Images from Lee Manufacturing catalogues courtesy of Lance Hilkene.
One of the more unusual names we came across that has been given to Carnival Glass, was "Baking Powder Glass" - we wondered why .... what's the connection?
Well, a Lee Manufacturing catalogue from 1911 provided the answer. We already knew of Lee Manufacturing's mail order practice of giving Carnival Glass as "premiums", gifts and sales incentives, but this particular catalogue seemed to use Baking Powder as one of the main products associated with Carnival Glass, and no doubt the association of names just stuck in the memory of some of Lee's regular customers and agents.
Baking Powder features in both the above offers, as does Northwood's Carnival Glass: on the left, a Strawberry ruffled bowl (with Basketweave exterior), and on the right, a Three Fruits plate in a metal handled basket.
Note the descriptions being used for the Carnival, which are very much like the descriptions we find in other publications, like Butler Brothers catalogues and trade advertisements. The Strawberry bowl is "made by a new process and shows all the beautiful colors of the rainbow" and "Comes in Rich Dark Iridescent Glass." The Three Fruits plate is described as ""Egyptian Art".
Baking aids were a relatively big thing, and Baking Soda also frequently appeared in the assortments on offer, like the two below.
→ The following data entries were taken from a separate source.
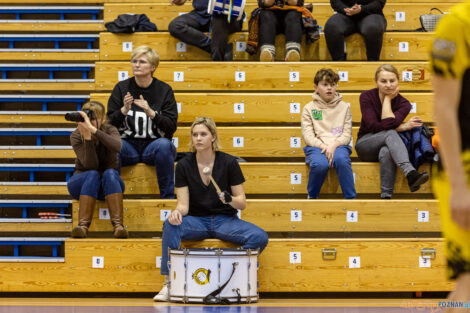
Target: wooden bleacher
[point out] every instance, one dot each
(51, 18)
(162, 13)
(46, 47)
(416, 216)
(257, 107)
(246, 142)
(397, 240)
(397, 46)
(130, 266)
(262, 178)
(259, 76)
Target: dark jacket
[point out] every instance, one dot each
(367, 6)
(130, 23)
(160, 98)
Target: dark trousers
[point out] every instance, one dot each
(339, 26)
(188, 29)
(273, 22)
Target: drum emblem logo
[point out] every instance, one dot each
(202, 276)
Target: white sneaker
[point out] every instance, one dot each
(163, 295)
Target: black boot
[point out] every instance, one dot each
(415, 179)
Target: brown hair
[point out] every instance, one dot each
(387, 68)
(151, 55)
(210, 124)
(326, 74)
(99, 110)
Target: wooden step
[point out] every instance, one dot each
(261, 178)
(233, 107)
(397, 46)
(245, 142)
(400, 16)
(386, 265)
(274, 215)
(259, 76)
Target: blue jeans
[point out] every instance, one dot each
(160, 153)
(224, 227)
(319, 168)
(90, 183)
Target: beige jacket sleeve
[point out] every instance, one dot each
(345, 138)
(308, 129)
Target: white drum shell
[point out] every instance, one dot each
(186, 263)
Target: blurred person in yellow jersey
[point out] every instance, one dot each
(450, 64)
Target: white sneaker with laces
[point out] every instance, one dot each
(163, 295)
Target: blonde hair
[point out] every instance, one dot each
(386, 68)
(149, 53)
(210, 124)
(99, 110)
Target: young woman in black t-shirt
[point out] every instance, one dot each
(202, 212)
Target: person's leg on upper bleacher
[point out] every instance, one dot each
(342, 164)
(337, 28)
(188, 29)
(372, 28)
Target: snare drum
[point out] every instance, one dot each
(227, 7)
(195, 273)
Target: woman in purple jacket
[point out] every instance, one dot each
(383, 113)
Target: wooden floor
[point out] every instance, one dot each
(105, 305)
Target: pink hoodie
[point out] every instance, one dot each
(326, 122)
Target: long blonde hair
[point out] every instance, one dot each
(210, 124)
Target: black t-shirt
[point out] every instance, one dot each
(204, 200)
(136, 124)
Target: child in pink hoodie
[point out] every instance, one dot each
(327, 131)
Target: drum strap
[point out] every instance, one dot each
(212, 299)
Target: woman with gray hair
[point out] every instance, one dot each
(144, 110)
(384, 111)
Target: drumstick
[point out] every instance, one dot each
(207, 172)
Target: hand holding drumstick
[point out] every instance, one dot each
(224, 196)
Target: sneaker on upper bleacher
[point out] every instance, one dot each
(164, 294)
(416, 179)
(267, 53)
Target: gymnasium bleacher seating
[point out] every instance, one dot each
(57, 55)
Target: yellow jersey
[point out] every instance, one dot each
(450, 58)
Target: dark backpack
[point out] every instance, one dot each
(130, 23)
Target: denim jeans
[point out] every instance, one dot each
(272, 22)
(188, 29)
(90, 183)
(319, 168)
(388, 148)
(371, 27)
(160, 153)
(224, 227)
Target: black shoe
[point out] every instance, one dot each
(228, 56)
(415, 179)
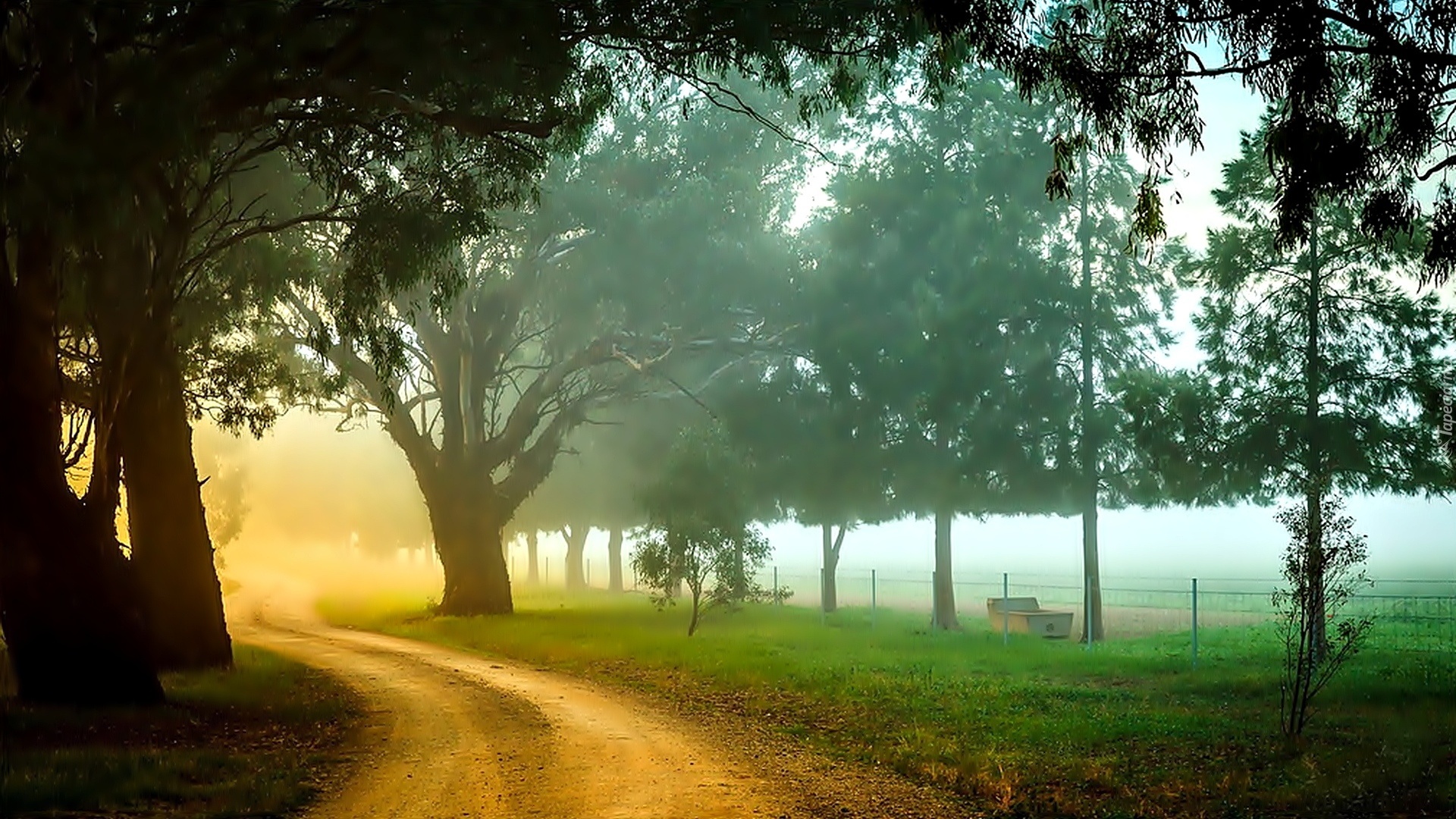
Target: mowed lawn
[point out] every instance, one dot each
(254, 741)
(1034, 729)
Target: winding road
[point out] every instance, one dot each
(460, 735)
(457, 735)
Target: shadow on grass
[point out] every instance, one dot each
(1030, 729)
(253, 741)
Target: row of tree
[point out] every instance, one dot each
(234, 209)
(187, 186)
(956, 344)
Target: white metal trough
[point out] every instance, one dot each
(1025, 615)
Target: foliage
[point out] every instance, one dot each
(1359, 96)
(699, 531)
(1316, 595)
(1318, 359)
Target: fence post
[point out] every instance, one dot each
(1194, 623)
(871, 598)
(1005, 608)
(821, 596)
(1087, 611)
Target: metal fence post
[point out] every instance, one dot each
(821, 596)
(1005, 608)
(871, 598)
(1194, 623)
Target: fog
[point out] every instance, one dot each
(312, 490)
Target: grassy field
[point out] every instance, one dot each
(248, 742)
(1036, 729)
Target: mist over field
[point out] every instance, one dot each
(309, 485)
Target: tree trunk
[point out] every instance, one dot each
(169, 541)
(615, 558)
(698, 596)
(943, 614)
(1091, 466)
(1313, 445)
(576, 537)
(69, 610)
(829, 595)
(468, 538)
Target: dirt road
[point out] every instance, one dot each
(456, 735)
(459, 735)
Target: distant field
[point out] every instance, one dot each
(243, 742)
(1034, 729)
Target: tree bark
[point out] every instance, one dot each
(943, 614)
(169, 539)
(576, 537)
(1313, 447)
(829, 595)
(698, 595)
(533, 563)
(615, 558)
(72, 621)
(468, 538)
(943, 588)
(1091, 466)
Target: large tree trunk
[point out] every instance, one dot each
(69, 608)
(576, 537)
(943, 614)
(615, 558)
(829, 594)
(1091, 461)
(169, 541)
(1313, 445)
(468, 538)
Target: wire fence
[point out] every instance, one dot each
(1413, 615)
(1410, 615)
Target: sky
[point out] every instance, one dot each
(309, 484)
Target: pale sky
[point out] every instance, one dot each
(305, 474)
(1408, 537)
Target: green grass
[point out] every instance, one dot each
(245, 742)
(1036, 729)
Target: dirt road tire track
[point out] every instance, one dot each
(457, 735)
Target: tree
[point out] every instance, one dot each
(951, 316)
(1318, 362)
(601, 472)
(1359, 93)
(699, 531)
(819, 453)
(1307, 611)
(642, 249)
(114, 111)
(1120, 299)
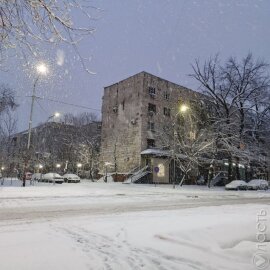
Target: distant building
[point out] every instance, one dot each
(55, 142)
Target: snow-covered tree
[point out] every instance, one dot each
(238, 92)
(27, 24)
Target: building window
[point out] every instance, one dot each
(151, 126)
(166, 95)
(150, 143)
(167, 111)
(152, 108)
(115, 109)
(152, 91)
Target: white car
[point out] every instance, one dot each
(236, 185)
(71, 178)
(53, 178)
(256, 184)
(37, 177)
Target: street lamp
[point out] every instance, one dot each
(41, 69)
(182, 109)
(55, 115)
(106, 164)
(79, 165)
(58, 165)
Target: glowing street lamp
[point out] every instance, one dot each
(182, 109)
(41, 69)
(55, 115)
(79, 165)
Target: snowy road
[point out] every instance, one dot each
(117, 207)
(115, 227)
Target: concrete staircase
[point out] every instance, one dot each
(137, 175)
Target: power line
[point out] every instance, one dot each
(66, 103)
On the left, an offer that ought to have been hard to refuse - six free iridescent tumblers for FREE when you spend just one dollar on such household essentials as Witch Hazel Carbolic Salve and Antiseptic Tooth Soap, as well as Baking Soda and Baking Powder!
On the right, no Baking Powder this time, bur you get Baking Soda and "High Grade" Toilet Soap for 25 cents plus a free Northwood Grape and Cable jelly dish, described as "one of the prettiest pieces of glassware offered."
However, just a word of realism about these FREE offers - they were not necessarily as wonderful as they might look to collectors today. How much did those pieces of Carnival Glass really cost Lee Manufacturing?
Around the same time, 1912, Butler Brothers had an ad for a selection of Northwood Carnival Glass. It included Peacocks, Hearts and Flowers, Corn vase and other very desirable pieces. The price wholesale? 85 cents a dozen! That's 7 cents each. Lee, like Butler Brothers would have paid less that that to buy them from the glassmaker. So, the Northwood Three Fruits plate in the ad, top right, represented at the most, a 10% discount on the sale for the customer - and for this, Lee's agent had to secure and send off an order, unpack it when they received it from Lee, get it to the customer, take the payment and bank it. Not forgetting the risk of breakage.